J.P. "Pat" Parker
Born 4 July 1908, Ireland.
Died circa 1966.
Joined 5 March 1935.
Best performances 3 miles – 14:32.0 (1937) (see foot of page).
International vests Northern Ireland 2 (1937, 1938); Great Britain & Northern Ireland 1 (1937).
Major championship record AAA Champs. 3 miles – 3rd (1937); English National CC Champs. – 4th (1937), 7th (1938).
Below: The National C. C. Champs. 1937 at Stratford on Avon and Pat Parker lies in 3rd place. He was to finish 4th.
J. P. PARKER, commonly known as Jack or Pat, was elected to membership of Belgrave Harriers at the age of 27. Almost immediately he made his mark by placing 2nd in the Club’s 3 miles track championship and in a 5 miles road race vs. Ashcombe AC and Ealing he matched the experienced Belgrave international Arthur Penny, crossing the line in equal first place.
Pat began 1936 confidently by winning the Sussex Cross Country Championship at Hassocks and was a member of Belgrave’s winning London to Brighton road relay team where he ran on the first stage and took Belgrave into a fourteen second lead. Soon his name had reached the ears of those in the higher echelons of our sport and he was placed on the initial list of men under consideration for selection for the Berlin Olympic Games, but nothing further of note was achieved that year.
1937 was Pat’s finest year. He ran to 3rd place in the Club’s 10 miles cross country championship and was 3rd overall and first man home for Belgrave Harriers in an international cross country race in Paris. After a blazing opening half mile Belgrave didn’t have a man in the top fifty. Then Pat, closely followed by Tom Carter, gained dozens of places and as the first lap was completed they were 6th and 7th. He was up to 5th on the second lap and finally ended the race in 3rd a short way behind two Frenchmen.
The Southern Counties Cross Country Championship was held at Horton Kirby, Kent, where Pat and Jim Ginty were 100 yards clear of a field which was loaded with claret and gold vests near the front – but no official result was declared because, due to high winds, the “trail” was blown away and many runners went off course. A rerun a little later in the season saw only 32 individuals and four teams turn out, Belgrave not among them.

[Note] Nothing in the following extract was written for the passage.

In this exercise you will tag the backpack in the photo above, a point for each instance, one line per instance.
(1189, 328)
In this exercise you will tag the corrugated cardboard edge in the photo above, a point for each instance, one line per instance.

In March the National Cross Country Championship was at Stratford on Avon and Pat was 4th into the finish funnel. Just ahead of him was fellow Belgravian Jim Ginty but as the first two in the race did not represent clubs who had full teams, the Belgrave pair actually scored 1st and 2nd – our best start to a National team score to this day. In spite of this, Birchfield Harriers carried the day with 90 points to Belgrave's 94.
The International race was held in Belgium a week later at Hippodrome de Stockel, Brussels, but Pat, representing Northern Ireland, was unable to churn out another top performance after such a short interval. England won the team race and Northern Ireland placed 6th – but Pat Parker failed to finish.
A sensational run came from the Irishman in the London to Brighton relay where, running the second leg, he passed the eight runners who had started before him, took Belgrave into the lead and smashed the stage record; but the team were unable to sustain this level of performance and eventually placed 2nd. In the summer, on the track, Pat got up to 3rd place in the AAA 3 miles at White City, setting what was reported as a Belgrave record of 14:28 (see foot of page) and his reward was a British international vest for the 5000m in the annual match vs France. In Colombes, Paris, however, he could only place an untimed 4th of the four runners.
The following year Pat was 16th in the “Southern” and again prominent in the National Cross Country Championship, eventually placing 7th and first Belgravian. Once more he donned a Northern Irish vest for the International race, this time hosted at the Royal Ulster Show Grounds, Belfast. Again England triumphed with Northern Ireland 6th, but again J.P. Parker was not one of his team’s scorers, placing 51st. Another record time came in the London to Brighton Relay, this time on the final stage into Brighton.
By 1939 athletic minds were beginning to focus on the Olympic Games, due to be held in Helsingfors, Finland in 1940. Belgravians were desperate for Pat to get down to some serious training, feeling that he and possibly others in the Club had a chance of making the team. Of course, clouds of war were gathering and this Olympiad was never celebrated. As late as 1944 and ’45 it was still hoped that the Irishman would be able to resume some sort of running, but Pat’s athletic career was over.
• Who’s Who of UK & GB International Athletes (Buchanan) reports Parker’s 1937 A.A.A. time as an estimated 14:32.5; 1930-1939 U.K. Men’s Ranking Lists (Buchanan, Thurlow & Moreby) records the time as 14:32.0; The Belgravian gives it as 14:28.